Sorry, but what do you mean by rolling, I'm new to this stuff?


I have looked at the Beyern Wheels offered by T Byrne, and I like the Type 5's a lot, but I don't like the blue checkered flag "bmw" style logo, I know they are made primarily for bmw's, but is there any way to change the logo, or atleast get the checkers in black and white??

Thanks


----------



## AmesGTO (Aug 3, 2004)

CUZ-I-CAN said:


> Sorry, but what do you mean by rolling, I'm new to this stuff?
> 
> 
> I have looked at the Beyern Wheels offered by T Byrne, and I like the Type 5's a lot, but I don't like the blue checkered flag "bmw" style logo, I know they are made primarily for bmw's, but is there any way to change the logo, or atleast get the checkers in black and white??
> ...


Rolling the fenders means you roll the fender lip up and out of the way. Either with a baseball bat or rolling tool like this one Link 

I take it you didn't look closely at my rims? No blue checkers


----------



## AmesGTO (Aug 3, 2004)

CUZ-I-CAN said:


> I have looked at the Beyern Wheels offered by T Byrne, and I like the Type 5's a lot, but I don't like the blue checkered flag "bmw" style logo, I know they are made primarily for bmw's, but is there any way to change the logo, or atleast get the checkers in black and white??


Here is another one closer up, check the link to my site to see more.


----------



## CUZ-I-CAN (May 16, 2005)

WOW, now thats a coincidence that you have them! I just have a few questions! Do the Pontiac Caps fit perfectly? Or if not how did you get them to work? Man, now I'm excited, these are the wheels, I'm telling ya! Gotta have them, they look great on your car. thank you!!!!
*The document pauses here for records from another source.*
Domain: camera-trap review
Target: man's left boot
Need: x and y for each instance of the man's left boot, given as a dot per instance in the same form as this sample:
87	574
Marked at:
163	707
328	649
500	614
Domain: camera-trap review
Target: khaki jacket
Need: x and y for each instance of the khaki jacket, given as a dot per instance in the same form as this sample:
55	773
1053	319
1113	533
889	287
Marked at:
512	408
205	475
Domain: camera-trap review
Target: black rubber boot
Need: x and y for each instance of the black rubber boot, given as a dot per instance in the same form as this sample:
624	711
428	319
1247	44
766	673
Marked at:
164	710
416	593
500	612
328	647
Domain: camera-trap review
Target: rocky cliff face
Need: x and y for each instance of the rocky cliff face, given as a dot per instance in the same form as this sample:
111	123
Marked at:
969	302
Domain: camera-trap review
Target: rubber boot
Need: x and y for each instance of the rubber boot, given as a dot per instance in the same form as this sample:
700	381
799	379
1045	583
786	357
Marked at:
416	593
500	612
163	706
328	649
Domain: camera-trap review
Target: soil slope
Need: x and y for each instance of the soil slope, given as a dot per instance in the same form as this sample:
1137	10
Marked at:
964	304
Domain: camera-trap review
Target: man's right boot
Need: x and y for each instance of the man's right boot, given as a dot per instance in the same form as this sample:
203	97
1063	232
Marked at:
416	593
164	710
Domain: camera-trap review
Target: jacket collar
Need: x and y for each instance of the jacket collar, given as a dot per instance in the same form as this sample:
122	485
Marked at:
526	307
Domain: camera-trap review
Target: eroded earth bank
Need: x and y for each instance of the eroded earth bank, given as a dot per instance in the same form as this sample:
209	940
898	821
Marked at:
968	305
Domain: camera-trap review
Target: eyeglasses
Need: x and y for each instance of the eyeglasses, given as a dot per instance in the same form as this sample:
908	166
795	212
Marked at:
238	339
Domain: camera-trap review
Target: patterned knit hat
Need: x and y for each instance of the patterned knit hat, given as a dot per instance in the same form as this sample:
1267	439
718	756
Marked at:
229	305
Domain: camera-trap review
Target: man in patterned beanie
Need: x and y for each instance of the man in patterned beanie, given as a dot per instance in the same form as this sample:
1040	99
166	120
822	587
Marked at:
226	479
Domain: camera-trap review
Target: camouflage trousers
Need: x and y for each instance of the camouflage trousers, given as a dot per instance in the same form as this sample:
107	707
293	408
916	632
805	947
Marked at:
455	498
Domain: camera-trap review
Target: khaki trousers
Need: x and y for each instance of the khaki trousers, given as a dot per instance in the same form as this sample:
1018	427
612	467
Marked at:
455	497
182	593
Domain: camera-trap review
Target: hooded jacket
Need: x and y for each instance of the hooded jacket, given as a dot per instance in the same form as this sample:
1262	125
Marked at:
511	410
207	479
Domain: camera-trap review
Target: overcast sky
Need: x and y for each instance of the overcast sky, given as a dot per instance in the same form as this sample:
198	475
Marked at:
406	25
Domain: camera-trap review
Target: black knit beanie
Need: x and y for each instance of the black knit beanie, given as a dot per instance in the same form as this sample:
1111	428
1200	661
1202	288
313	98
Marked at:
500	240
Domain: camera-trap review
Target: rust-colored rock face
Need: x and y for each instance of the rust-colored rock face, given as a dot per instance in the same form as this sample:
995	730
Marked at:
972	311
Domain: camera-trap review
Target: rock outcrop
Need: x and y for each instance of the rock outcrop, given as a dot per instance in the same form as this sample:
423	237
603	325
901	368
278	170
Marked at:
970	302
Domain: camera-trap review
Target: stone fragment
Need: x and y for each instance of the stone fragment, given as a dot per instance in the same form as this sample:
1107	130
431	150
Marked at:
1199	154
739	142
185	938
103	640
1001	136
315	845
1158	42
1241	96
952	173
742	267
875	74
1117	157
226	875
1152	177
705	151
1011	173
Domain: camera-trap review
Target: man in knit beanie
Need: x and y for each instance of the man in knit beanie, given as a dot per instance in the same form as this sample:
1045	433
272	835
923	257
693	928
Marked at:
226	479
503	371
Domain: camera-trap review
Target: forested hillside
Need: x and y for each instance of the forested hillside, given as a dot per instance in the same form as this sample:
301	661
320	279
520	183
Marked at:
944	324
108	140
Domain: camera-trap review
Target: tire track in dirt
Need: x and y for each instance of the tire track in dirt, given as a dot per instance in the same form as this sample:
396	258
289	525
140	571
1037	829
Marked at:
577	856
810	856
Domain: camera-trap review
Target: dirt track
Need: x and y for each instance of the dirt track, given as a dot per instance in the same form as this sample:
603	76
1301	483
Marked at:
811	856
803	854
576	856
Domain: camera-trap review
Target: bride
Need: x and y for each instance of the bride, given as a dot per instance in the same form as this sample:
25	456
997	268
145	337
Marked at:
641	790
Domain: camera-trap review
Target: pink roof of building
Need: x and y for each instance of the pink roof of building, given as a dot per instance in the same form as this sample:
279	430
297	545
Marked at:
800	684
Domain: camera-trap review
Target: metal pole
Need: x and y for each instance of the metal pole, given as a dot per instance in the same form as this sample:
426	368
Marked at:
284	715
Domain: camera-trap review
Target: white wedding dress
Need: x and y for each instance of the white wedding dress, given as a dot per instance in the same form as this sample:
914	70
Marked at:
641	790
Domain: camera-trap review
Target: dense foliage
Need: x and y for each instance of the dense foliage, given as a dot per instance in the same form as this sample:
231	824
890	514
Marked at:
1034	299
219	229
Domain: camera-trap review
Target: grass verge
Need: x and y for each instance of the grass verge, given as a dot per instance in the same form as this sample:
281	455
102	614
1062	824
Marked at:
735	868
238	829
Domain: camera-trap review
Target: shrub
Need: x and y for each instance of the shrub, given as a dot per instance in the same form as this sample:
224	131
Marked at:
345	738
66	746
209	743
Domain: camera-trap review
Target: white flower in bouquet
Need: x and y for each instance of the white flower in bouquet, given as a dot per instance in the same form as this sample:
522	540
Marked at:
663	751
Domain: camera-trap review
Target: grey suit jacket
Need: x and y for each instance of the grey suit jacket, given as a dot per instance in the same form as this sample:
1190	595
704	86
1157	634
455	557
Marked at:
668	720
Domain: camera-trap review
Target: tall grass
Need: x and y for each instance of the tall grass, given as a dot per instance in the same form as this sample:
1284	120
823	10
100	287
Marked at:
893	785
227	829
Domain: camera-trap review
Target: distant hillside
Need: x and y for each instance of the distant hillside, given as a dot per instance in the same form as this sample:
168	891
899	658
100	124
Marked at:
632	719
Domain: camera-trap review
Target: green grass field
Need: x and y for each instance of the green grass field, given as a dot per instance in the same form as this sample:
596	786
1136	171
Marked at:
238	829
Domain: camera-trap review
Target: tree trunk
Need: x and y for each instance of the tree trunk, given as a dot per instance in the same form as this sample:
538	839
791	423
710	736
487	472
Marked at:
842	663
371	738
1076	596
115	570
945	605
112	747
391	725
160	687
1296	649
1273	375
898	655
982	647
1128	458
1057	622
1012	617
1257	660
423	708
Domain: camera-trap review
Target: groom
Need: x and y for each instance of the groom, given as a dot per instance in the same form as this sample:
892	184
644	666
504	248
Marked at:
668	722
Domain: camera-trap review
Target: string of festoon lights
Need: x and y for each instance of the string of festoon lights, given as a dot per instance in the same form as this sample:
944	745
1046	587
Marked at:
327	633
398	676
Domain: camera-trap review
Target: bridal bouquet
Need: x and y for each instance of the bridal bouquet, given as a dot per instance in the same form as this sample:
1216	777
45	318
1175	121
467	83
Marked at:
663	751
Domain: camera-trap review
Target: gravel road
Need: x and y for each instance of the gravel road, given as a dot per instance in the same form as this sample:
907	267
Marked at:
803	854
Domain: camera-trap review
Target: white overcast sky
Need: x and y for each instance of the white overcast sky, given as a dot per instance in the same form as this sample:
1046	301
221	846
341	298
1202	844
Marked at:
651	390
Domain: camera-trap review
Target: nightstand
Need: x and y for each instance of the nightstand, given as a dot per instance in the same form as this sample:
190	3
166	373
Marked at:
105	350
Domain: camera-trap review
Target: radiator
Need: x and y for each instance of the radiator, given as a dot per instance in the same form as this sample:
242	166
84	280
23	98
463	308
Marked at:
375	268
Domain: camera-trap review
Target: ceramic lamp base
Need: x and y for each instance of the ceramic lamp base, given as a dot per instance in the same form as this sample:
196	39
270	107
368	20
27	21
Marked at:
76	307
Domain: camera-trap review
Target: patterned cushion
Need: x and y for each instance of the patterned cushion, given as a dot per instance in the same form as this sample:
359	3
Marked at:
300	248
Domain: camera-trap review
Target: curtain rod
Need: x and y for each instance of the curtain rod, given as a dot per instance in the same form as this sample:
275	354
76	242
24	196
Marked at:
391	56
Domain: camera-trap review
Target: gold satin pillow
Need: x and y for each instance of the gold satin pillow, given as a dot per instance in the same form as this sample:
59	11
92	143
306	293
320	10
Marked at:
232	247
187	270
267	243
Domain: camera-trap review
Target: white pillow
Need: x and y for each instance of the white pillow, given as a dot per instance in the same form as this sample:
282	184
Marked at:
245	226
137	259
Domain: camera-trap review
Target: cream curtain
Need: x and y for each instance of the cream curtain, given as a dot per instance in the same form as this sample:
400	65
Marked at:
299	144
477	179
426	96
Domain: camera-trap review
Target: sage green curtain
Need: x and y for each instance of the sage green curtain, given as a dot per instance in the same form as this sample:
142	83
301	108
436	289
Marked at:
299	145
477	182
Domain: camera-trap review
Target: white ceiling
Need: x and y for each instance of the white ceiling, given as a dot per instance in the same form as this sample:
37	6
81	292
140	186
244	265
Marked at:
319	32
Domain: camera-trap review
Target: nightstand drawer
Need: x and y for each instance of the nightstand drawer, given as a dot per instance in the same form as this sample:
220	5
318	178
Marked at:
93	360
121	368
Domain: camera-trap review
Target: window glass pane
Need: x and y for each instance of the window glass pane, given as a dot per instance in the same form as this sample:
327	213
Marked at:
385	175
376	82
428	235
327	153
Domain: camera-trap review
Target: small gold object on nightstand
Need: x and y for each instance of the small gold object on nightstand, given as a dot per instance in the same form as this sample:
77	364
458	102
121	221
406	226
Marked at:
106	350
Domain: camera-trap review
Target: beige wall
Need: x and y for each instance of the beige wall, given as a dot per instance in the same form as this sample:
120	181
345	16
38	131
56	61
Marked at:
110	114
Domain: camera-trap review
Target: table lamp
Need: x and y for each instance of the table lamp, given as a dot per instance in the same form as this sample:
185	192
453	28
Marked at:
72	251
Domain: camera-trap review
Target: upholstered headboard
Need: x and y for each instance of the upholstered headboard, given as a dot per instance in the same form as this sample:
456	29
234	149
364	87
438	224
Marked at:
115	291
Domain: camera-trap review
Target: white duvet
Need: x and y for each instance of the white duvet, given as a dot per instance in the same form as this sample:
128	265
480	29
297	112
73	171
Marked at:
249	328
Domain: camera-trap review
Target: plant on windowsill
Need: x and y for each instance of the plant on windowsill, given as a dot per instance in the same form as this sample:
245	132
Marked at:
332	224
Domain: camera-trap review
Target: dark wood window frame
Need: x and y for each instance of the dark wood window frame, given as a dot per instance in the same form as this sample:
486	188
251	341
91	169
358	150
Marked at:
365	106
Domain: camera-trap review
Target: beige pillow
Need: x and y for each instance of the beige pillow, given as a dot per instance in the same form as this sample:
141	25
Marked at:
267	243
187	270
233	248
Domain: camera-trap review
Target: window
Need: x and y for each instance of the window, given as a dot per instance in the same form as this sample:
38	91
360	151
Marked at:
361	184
Also, did you get them from T Byrne? Do they give us deals on a wheel/tire combo? thanks man!!!!! :cool


----------



## AmesGTO (Aug 3, 2004)

CUZ-I-CAN said:


> WOW, now thats a coincidence that you have them! I just have a few questions! Do the Pontiac Caps fit perfectly? Or if not how did you get them to work? Man, now I'm excited, these are the wheels, I'm telling ya! Gotta have them, they look great on your car. thank you!!!!
> 
> Also, did you get them from T Byrne? Do they give us deals on a wheel/tire combo? thanks man!!!!! :cool


The factory caps don't snap in. The Beyern caps are larger diameter. I Dremeled out a hole in the Beyern caps the right size to snap in the Pontiac caps. It was some work, but it looks like they are meant to be on the rims. I haven't posted pics of the process to my site yet, but I will.

TByrne has them, I didn't get them from TByrne. ProDyno has them also.


----------



## CUZ-I-CAN (May 16, 2005)

Well thank you for all of your help, I think I am going to end up with these wheels, they look awesome. I will keep checking back to your site for updates on how to do the pontiac caps, but it doesn't look too hard, do you know when you will have that up, so i can use it as a guide? thanks again, I really appreciate it!


----------



## AmesGTO (Aug 3, 2004)

CUZ-I-CAN said:


> Well thank you for all of your help, I think I am going to end up with these wheels, they look awesome. I will keep checking back to your site for updates on how to do the pontiac caps, but it doesn't look too hard, do you know when you will have that up, so i can use it as a guide? thanks again, I really appreciate it!


I took pics as I went. I was going to post them and write something up, I just haven't gotten around to it. I've been busy with things like getting things lined up for the AmesMeet. I'll try to get them up soon, but I've been putting it off for a couple of months now


----------